The person who really solidified our reputation was my grandfather [Louis Fabian Bachrach], though, who made it his goal to record all the important people he could think of in his lifetime," said Bachrach. "He though it was a thrill." Before the ubiquitous paparazzi was around to hound movie stars and political figures alike, he wrote letters to personages like Charles Lindburgh and Calvin Coolidge asking to take their photo. And it worked.
"Then once you have a bunch of people, you can say, 'Well, I photographed Albert Einstein and Thomas Edison, I'd like to photograph you,' and most people say, 'Great!'"
The technical aspects of photography - lighting, camera angles and background - have to be second nature, said Bachrach, because the real challenge is communication and getting the subject to mellow out.
"People hire me to take pictures of them that are flattering, so that's a prerequisite for the job," he said. "To do that, I have to get them to let their guard down, because people always put their guard up when there's a camera around. Then you can get great pictures."

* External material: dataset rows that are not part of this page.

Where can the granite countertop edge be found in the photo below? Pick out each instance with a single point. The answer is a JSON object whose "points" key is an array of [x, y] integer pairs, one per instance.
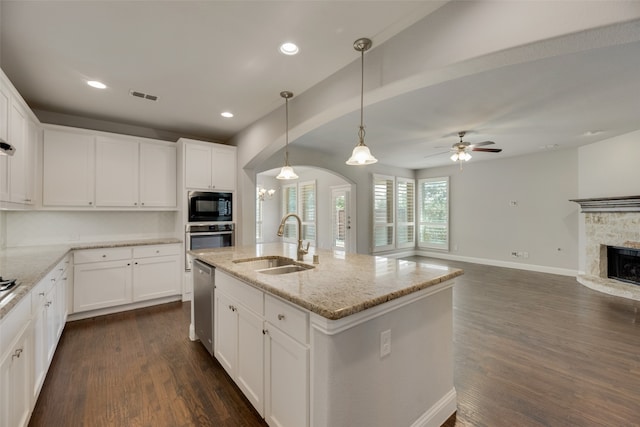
{"points": [[363, 296], [30, 264]]}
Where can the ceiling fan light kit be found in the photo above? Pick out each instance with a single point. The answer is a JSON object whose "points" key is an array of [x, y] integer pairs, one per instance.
{"points": [[361, 154]]}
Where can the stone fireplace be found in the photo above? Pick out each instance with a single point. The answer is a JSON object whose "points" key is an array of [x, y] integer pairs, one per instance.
{"points": [[609, 223]]}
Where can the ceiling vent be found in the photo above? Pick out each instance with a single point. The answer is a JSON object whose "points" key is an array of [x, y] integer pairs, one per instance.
{"points": [[143, 95]]}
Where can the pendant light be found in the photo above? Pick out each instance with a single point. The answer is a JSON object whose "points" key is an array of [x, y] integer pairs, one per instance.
{"points": [[361, 154], [287, 171]]}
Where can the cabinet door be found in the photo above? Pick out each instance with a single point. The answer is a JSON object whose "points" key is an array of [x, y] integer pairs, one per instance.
{"points": [[16, 383], [250, 369], [157, 175], [20, 160], [156, 277], [223, 169], [5, 100], [101, 284], [68, 169], [286, 380], [197, 166], [225, 332], [116, 172]]}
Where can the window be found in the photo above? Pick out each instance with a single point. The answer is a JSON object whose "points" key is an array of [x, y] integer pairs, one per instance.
{"points": [[383, 223], [300, 199], [393, 213], [433, 204], [405, 213]]}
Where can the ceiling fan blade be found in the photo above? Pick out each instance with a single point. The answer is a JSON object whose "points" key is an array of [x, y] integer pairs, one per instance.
{"points": [[437, 154], [487, 150], [480, 144]]}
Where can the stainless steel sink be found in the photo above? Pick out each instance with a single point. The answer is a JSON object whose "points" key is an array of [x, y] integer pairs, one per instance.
{"points": [[273, 264]]}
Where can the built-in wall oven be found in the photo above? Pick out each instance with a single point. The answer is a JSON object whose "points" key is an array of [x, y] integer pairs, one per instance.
{"points": [[207, 236]]}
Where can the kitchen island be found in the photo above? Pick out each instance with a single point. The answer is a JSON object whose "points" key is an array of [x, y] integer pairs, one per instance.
{"points": [[356, 340]]}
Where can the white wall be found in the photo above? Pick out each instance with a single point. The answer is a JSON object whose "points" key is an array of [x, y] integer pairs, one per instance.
{"points": [[48, 227], [485, 228], [607, 168]]}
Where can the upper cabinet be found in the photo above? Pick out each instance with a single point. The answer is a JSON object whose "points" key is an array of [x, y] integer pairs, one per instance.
{"points": [[18, 127], [209, 166], [100, 170]]}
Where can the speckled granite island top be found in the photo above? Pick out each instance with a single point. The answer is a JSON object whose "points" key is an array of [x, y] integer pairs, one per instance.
{"points": [[30, 264], [339, 286]]}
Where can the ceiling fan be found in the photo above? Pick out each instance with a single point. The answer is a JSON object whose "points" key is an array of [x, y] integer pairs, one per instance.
{"points": [[461, 150]]}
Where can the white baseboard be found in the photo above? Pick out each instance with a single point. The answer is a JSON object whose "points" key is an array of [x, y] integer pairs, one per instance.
{"points": [[121, 308], [498, 263], [438, 413]]}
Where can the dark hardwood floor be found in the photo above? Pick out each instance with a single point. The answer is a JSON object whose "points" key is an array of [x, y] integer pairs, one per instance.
{"points": [[531, 349]]}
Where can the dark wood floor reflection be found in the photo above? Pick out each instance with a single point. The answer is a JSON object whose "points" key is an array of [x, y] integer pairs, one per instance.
{"points": [[138, 368], [531, 349]]}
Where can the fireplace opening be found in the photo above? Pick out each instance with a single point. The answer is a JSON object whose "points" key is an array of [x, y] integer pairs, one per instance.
{"points": [[623, 264]]}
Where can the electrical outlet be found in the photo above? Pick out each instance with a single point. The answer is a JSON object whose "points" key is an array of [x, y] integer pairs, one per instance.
{"points": [[385, 343]]}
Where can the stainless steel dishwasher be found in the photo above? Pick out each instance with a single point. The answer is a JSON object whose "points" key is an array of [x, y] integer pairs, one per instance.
{"points": [[203, 302]]}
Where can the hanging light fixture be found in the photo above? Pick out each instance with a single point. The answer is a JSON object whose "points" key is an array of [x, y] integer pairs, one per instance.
{"points": [[287, 171], [361, 154]]}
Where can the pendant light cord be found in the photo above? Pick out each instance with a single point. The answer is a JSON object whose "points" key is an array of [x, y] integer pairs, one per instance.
{"points": [[361, 131]]}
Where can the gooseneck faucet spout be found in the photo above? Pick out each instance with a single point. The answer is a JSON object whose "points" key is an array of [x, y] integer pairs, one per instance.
{"points": [[301, 251]]}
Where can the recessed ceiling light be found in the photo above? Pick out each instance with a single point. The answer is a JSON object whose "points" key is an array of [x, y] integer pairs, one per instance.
{"points": [[593, 132], [97, 84], [289, 48]]}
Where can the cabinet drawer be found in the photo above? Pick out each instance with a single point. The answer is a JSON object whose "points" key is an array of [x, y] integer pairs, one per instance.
{"points": [[14, 322], [249, 296], [40, 291], [155, 250], [291, 320], [97, 255]]}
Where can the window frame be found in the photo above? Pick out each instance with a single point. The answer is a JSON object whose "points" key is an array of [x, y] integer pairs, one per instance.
{"points": [[420, 222]]}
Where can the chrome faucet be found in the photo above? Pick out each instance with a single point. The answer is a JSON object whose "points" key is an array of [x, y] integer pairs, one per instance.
{"points": [[301, 251]]}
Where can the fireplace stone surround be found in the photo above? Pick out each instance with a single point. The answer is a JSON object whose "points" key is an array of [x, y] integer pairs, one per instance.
{"points": [[612, 221]]}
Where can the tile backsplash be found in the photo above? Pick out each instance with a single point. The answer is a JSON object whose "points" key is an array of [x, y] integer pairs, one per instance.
{"points": [[49, 227]]}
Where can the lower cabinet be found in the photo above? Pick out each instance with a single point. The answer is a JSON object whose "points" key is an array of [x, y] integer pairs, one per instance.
{"points": [[262, 343], [16, 355], [116, 276], [238, 336]]}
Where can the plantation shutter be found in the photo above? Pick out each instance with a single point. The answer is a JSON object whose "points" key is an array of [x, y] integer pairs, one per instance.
{"points": [[433, 228]]}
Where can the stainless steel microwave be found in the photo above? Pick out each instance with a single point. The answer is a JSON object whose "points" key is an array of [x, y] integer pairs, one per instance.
{"points": [[210, 206]]}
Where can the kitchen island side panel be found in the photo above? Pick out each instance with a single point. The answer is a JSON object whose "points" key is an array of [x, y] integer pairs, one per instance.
{"points": [[412, 386]]}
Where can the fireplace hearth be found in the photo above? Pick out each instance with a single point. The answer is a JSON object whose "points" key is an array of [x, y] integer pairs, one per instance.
{"points": [[623, 264]]}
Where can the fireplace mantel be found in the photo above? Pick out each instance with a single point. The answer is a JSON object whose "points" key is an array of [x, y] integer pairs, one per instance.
{"points": [[610, 204]]}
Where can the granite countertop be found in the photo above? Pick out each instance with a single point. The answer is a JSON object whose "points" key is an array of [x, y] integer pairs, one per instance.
{"points": [[339, 286], [30, 264]]}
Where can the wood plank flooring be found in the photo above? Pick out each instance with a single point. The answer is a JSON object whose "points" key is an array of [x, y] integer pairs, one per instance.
{"points": [[531, 349]]}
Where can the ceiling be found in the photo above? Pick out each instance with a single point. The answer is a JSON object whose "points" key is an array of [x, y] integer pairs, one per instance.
{"points": [[202, 58]]}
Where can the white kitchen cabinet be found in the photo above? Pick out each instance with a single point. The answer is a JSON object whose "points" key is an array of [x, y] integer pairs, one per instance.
{"points": [[16, 172], [88, 169], [239, 335], [116, 172], [68, 168], [286, 365], [5, 101], [16, 380], [101, 278], [111, 277], [156, 271], [158, 173], [210, 166]]}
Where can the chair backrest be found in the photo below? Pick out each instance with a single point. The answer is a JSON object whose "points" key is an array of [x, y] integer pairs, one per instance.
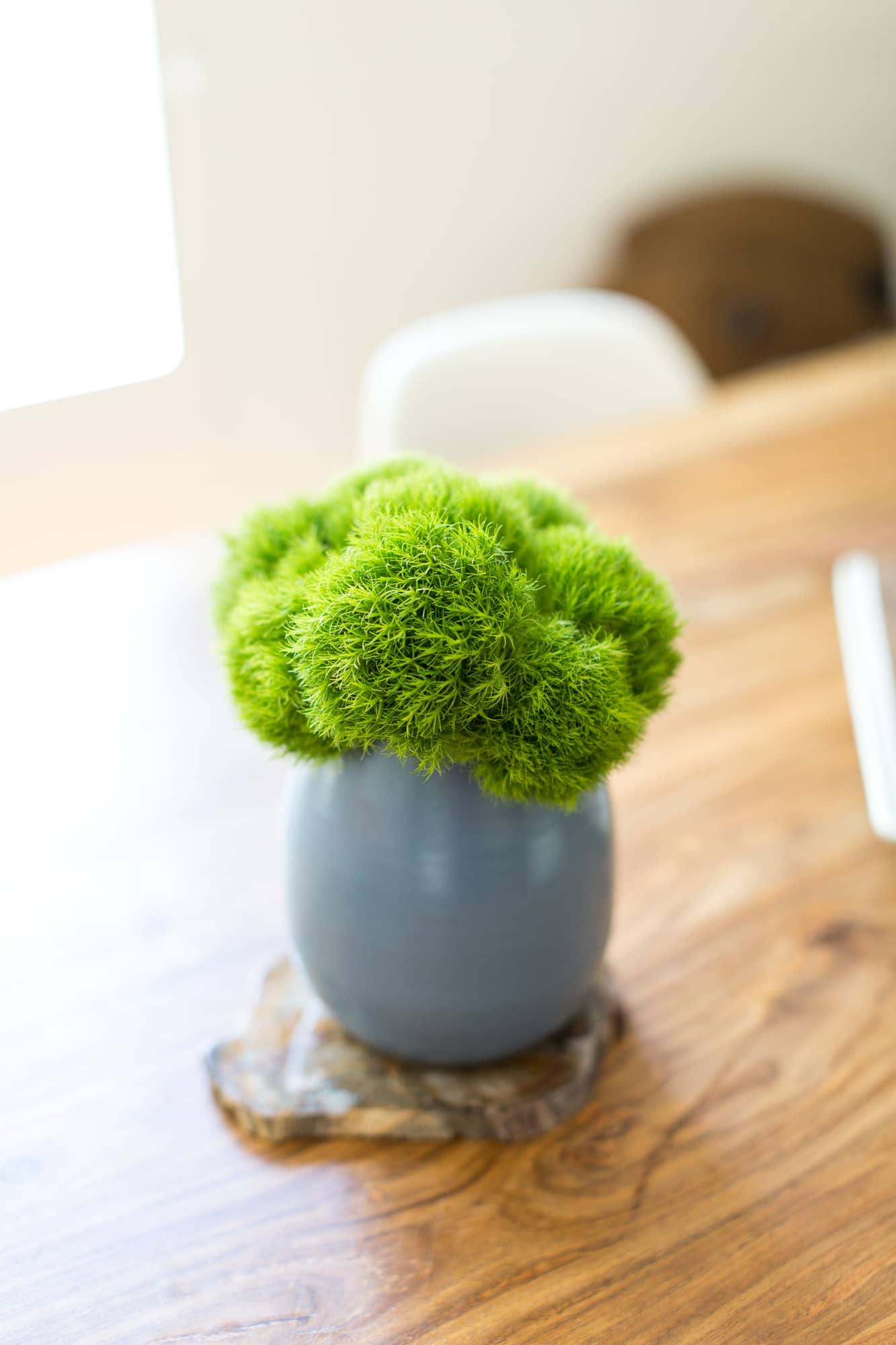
{"points": [[483, 381]]}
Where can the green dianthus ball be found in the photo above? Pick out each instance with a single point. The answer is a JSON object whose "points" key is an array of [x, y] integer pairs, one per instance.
{"points": [[439, 617]]}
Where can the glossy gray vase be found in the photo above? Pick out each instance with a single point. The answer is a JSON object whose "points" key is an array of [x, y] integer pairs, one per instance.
{"points": [[438, 923]]}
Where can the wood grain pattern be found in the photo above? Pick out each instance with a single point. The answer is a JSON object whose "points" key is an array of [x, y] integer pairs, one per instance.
{"points": [[733, 1180]]}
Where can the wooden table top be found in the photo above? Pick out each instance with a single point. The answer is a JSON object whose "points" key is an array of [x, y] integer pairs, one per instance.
{"points": [[735, 1179]]}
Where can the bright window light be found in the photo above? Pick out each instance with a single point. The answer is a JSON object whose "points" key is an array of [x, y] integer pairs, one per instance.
{"points": [[89, 294]]}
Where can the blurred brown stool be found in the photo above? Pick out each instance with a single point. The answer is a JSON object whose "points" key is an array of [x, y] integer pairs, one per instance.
{"points": [[756, 276]]}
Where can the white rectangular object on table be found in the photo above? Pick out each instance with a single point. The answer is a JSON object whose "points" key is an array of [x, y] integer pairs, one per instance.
{"points": [[865, 607], [89, 294]]}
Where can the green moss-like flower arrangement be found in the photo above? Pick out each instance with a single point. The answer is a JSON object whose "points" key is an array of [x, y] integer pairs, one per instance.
{"points": [[450, 619]]}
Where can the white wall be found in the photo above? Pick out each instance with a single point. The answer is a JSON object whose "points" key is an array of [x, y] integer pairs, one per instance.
{"points": [[342, 167]]}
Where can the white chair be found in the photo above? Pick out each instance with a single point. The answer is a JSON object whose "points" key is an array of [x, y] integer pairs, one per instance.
{"points": [[482, 381]]}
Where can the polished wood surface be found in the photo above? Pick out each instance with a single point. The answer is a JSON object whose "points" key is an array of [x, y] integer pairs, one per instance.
{"points": [[733, 1179]]}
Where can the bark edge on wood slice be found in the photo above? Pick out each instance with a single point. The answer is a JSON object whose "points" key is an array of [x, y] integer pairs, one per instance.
{"points": [[295, 1073]]}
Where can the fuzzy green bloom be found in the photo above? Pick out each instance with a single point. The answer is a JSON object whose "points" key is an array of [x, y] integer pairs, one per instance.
{"points": [[448, 619]]}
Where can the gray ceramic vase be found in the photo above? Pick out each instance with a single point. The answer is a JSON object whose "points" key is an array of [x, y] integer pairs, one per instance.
{"points": [[438, 923]]}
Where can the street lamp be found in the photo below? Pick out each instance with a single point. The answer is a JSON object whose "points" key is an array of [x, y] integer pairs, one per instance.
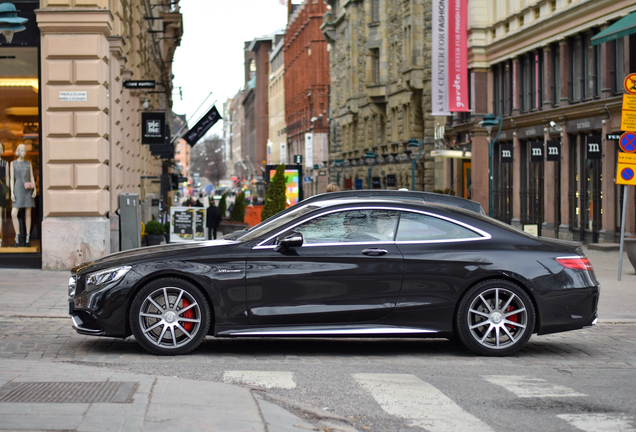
{"points": [[488, 122], [413, 145], [370, 159], [338, 163]]}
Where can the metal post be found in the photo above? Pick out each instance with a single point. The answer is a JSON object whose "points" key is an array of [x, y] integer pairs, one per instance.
{"points": [[620, 258]]}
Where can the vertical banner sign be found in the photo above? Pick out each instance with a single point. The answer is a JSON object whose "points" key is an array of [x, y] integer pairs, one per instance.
{"points": [[449, 57], [309, 150], [536, 148], [202, 126], [440, 58], [458, 50], [594, 147], [506, 153], [553, 150]]}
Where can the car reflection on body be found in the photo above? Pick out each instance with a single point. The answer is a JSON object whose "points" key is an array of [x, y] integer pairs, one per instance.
{"points": [[358, 267]]}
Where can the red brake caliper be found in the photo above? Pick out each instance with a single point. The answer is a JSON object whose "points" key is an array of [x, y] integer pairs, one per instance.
{"points": [[187, 314], [513, 318]]}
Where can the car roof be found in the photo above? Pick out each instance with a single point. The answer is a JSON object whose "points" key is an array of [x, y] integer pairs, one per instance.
{"points": [[424, 197]]}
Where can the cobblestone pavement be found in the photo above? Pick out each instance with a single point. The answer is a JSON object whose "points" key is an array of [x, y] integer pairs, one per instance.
{"points": [[605, 345]]}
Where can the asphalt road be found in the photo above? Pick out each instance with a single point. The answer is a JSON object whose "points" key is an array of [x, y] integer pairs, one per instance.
{"points": [[573, 381], [581, 380]]}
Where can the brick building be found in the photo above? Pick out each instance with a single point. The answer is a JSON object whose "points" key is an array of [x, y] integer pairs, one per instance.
{"points": [[559, 96], [307, 89]]}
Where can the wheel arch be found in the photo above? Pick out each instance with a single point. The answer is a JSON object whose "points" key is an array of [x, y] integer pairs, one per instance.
{"points": [[170, 275], [516, 281]]}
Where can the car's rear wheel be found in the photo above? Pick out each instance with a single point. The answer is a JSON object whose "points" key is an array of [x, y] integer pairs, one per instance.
{"points": [[495, 318], [170, 316]]}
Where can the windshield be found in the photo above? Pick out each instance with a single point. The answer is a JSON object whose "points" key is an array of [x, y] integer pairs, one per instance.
{"points": [[276, 222]]}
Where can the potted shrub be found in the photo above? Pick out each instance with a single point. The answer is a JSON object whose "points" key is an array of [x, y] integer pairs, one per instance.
{"points": [[154, 233]]}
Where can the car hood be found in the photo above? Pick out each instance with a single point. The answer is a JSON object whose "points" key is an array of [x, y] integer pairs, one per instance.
{"points": [[145, 253]]}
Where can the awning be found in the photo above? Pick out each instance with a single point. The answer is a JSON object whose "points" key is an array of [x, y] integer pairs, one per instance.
{"points": [[623, 27], [455, 154]]}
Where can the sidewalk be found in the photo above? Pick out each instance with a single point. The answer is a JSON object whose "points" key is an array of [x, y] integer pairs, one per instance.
{"points": [[157, 403]]}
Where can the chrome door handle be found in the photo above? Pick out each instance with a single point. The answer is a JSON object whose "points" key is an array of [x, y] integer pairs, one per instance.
{"points": [[375, 252]]}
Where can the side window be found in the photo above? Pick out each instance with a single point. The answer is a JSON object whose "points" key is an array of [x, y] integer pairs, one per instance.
{"points": [[419, 227], [351, 226]]}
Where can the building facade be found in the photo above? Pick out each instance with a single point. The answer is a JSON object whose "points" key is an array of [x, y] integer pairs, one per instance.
{"points": [[380, 94], [63, 104], [558, 96], [277, 143], [307, 92]]}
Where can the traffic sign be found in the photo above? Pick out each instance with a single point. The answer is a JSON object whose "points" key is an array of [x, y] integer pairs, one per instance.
{"points": [[630, 83], [626, 168], [628, 142]]}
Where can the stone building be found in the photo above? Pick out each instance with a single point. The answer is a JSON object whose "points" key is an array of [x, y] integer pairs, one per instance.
{"points": [[558, 94], [307, 91], [380, 93], [79, 126]]}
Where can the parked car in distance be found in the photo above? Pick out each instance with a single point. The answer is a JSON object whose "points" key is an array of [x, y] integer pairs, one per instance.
{"points": [[344, 267]]}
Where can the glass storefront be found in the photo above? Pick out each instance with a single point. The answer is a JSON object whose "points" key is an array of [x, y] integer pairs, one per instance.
{"points": [[20, 163]]}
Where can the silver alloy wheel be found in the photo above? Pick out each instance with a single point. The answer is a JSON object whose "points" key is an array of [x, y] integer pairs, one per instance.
{"points": [[497, 318], [170, 317]]}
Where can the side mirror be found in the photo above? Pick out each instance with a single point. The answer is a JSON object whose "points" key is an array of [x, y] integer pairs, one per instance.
{"points": [[291, 239]]}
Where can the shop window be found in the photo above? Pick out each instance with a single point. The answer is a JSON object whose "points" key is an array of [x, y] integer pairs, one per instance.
{"points": [[20, 150]]}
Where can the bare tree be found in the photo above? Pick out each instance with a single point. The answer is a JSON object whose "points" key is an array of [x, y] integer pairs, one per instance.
{"points": [[206, 159]]}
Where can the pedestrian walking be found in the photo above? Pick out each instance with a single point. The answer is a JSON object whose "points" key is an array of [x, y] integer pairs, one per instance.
{"points": [[212, 219]]}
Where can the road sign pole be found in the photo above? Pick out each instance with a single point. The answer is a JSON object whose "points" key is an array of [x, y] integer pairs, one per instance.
{"points": [[620, 258]]}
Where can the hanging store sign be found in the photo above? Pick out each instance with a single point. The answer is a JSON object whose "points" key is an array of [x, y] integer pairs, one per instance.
{"points": [[536, 149], [628, 116], [506, 153], [153, 127], [553, 150], [594, 147], [626, 169], [449, 57], [202, 126], [145, 84]]}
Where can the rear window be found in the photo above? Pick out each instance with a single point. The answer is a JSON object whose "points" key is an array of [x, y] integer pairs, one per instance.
{"points": [[420, 227]]}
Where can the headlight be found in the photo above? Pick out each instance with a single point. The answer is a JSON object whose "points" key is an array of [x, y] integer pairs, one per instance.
{"points": [[72, 283], [104, 277]]}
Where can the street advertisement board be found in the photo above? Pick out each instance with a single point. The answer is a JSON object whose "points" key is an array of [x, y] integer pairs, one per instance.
{"points": [[293, 184], [187, 224]]}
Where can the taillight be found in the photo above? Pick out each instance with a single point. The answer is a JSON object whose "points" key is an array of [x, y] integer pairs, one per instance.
{"points": [[576, 263]]}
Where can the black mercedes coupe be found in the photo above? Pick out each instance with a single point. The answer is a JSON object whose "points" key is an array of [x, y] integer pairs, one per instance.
{"points": [[344, 267]]}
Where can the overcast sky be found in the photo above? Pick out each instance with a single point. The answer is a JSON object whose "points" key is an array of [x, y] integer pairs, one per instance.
{"points": [[210, 58]]}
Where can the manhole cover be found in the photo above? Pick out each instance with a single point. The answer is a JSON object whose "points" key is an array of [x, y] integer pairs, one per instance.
{"points": [[67, 392]]}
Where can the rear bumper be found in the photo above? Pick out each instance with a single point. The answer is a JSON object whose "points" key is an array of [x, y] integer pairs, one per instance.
{"points": [[570, 309]]}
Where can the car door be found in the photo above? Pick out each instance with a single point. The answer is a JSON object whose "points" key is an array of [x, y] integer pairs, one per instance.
{"points": [[348, 270], [439, 260]]}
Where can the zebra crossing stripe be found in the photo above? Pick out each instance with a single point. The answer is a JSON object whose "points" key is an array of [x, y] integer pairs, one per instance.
{"points": [[523, 386], [264, 379], [408, 397], [599, 422]]}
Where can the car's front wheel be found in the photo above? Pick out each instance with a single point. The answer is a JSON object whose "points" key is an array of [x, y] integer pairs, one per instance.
{"points": [[170, 316], [495, 318]]}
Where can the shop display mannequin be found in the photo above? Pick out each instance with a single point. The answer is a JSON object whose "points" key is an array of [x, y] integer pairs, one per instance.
{"points": [[4, 197], [21, 173]]}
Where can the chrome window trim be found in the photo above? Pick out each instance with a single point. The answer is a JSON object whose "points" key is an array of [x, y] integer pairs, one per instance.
{"points": [[484, 235]]}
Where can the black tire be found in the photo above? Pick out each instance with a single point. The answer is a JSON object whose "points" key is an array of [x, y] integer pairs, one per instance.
{"points": [[177, 329], [495, 318]]}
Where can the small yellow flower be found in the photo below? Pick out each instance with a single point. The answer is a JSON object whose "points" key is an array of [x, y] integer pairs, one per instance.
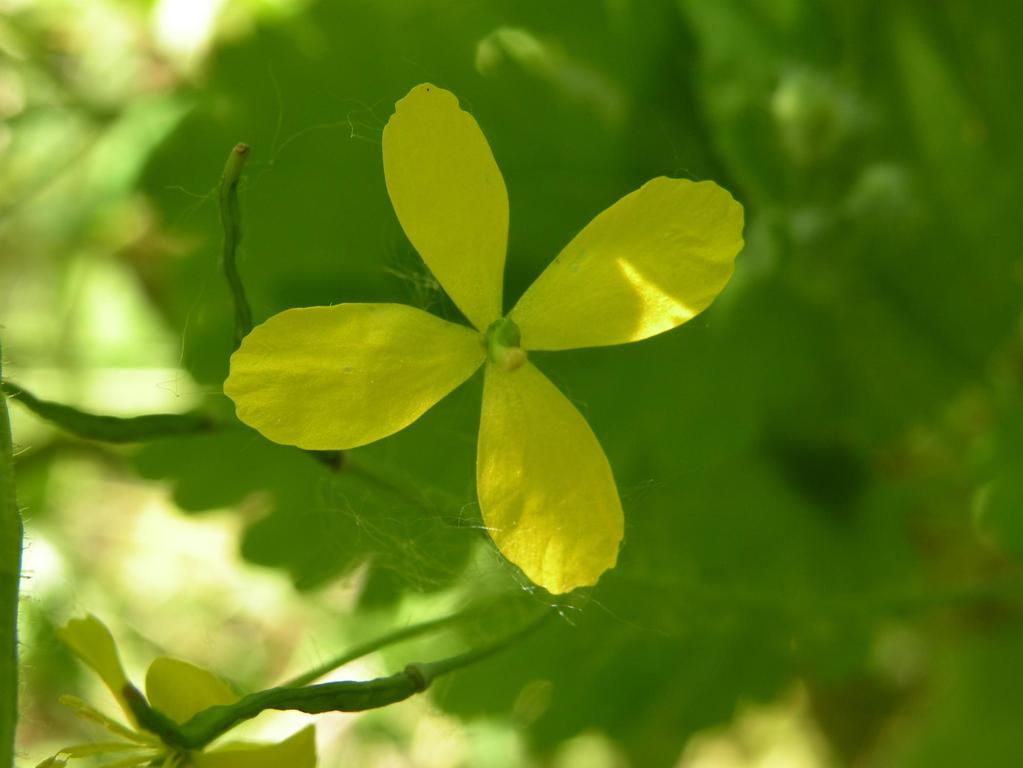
{"points": [[338, 377], [179, 690]]}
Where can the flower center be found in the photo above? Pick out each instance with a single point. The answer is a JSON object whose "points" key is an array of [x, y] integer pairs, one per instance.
{"points": [[502, 340]]}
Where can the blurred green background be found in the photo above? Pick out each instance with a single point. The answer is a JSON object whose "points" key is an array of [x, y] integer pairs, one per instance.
{"points": [[823, 475]]}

He guaranteed that things like lighting and the precise camera angle must be chosen carefully, but affirmed that the expression is king. "And the only way to get that is to communicate with [the client.] It can't be just like photographing an inanimate object."
The secret to appeasing such demanding clients as the Kennedy Family is not such a mystery. They have to like you. They have to trust you, - comparing a good portrait photographer to a friendly doctor with a soothing bedside manner. "People feel strongly about how they look. They come to you and say, 'I want you to take my picture.' What they are really saying is, I want you to take a picture of me where I look better than I've ever looked.